I am working through Aluffi's Algebra Chapter $0$ and I'm not sure how the author intended us to use the conclusion from exercise $4.9$ in $4.10$
Since $p$ and $q$ are distinct prime numbers, they are relatively prime.

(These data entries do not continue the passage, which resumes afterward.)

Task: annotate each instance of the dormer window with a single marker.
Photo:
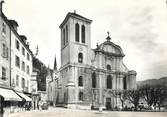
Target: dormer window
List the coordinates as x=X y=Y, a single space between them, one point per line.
x=108 y=67
x=80 y=58
x=4 y=28
x=80 y=81
x=94 y=80
x=77 y=32
x=83 y=34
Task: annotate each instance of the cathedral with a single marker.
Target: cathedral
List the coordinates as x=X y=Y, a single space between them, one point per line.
x=89 y=77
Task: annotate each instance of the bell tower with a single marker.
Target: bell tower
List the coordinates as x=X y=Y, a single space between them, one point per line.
x=75 y=39
x=75 y=55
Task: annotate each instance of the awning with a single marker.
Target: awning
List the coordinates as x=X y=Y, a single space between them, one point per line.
x=9 y=95
x=28 y=99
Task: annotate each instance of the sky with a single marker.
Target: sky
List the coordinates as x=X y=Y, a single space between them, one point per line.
x=138 y=26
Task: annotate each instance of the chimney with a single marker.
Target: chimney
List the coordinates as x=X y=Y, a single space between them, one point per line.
x=23 y=38
x=14 y=24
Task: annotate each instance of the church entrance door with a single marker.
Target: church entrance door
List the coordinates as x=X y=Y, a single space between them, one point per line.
x=108 y=103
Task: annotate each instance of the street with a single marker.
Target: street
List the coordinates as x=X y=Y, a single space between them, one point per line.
x=61 y=112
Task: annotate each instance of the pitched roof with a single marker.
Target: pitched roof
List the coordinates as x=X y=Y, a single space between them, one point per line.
x=74 y=15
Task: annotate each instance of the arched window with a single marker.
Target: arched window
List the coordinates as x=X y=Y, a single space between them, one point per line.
x=66 y=34
x=80 y=58
x=81 y=96
x=83 y=34
x=80 y=81
x=108 y=67
x=94 y=80
x=109 y=82
x=64 y=41
x=77 y=32
x=124 y=83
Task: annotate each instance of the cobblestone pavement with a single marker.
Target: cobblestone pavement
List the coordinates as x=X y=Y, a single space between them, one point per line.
x=61 y=112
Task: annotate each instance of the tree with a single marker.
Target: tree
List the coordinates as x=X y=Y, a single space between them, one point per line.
x=134 y=96
x=122 y=95
x=154 y=95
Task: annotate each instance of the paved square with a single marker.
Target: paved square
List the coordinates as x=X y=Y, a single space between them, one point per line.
x=61 y=112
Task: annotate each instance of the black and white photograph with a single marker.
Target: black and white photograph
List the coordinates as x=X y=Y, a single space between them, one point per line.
x=83 y=58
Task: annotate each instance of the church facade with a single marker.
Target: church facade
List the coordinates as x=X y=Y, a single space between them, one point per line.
x=89 y=77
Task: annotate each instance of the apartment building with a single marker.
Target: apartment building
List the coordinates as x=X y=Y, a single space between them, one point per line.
x=21 y=62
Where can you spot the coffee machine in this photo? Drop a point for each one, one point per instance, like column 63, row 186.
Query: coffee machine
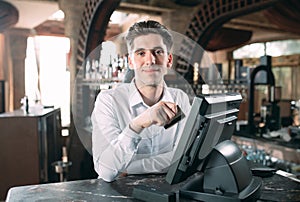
column 270, row 111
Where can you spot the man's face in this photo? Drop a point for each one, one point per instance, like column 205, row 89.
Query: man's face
column 149, row 59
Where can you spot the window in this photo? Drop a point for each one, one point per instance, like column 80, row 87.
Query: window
column 47, row 78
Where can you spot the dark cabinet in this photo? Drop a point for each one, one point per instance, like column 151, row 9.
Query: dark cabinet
column 29, row 143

So using $4.9$, $C_p \times C_q \cong C_{pq} \cong (\mathbb{Z} / pq \mathbb{Z})^*$. However $|(\mathbb{Z} / pq \mathbb{Z})^*| \ne pq$. The order of $(\mathbb{Z} / pq \mathbb{Z})^*$ is $pq-p-q+1 = (p-1)(q-1)$. Since it is assumed that $p$ and $q$ are odd, $gcd(p-1,q-1) \geq 2$ and we can no longer utilize the result of $4.9$
The mistake here is your statement $C_{pq}\cong (\mathbb{Z} / pq \mathbb{Z})^*$, which is not true, because, as you said, the order of these two groups is different, namely $pq\neq (p-1)(q-1)$. Instead you should conclude $$ (\mathbb{Z}/p)^*\times (\mathbb{Z}/q)^*\cong (\mathbb{Z}/(pq))^* $$ from $\mathbb{Z}/p\times \mathbb{Z}/q\cong \mathbb{Z}/(pq)$. Then you have shown that $N=(p-1)(q-1)$.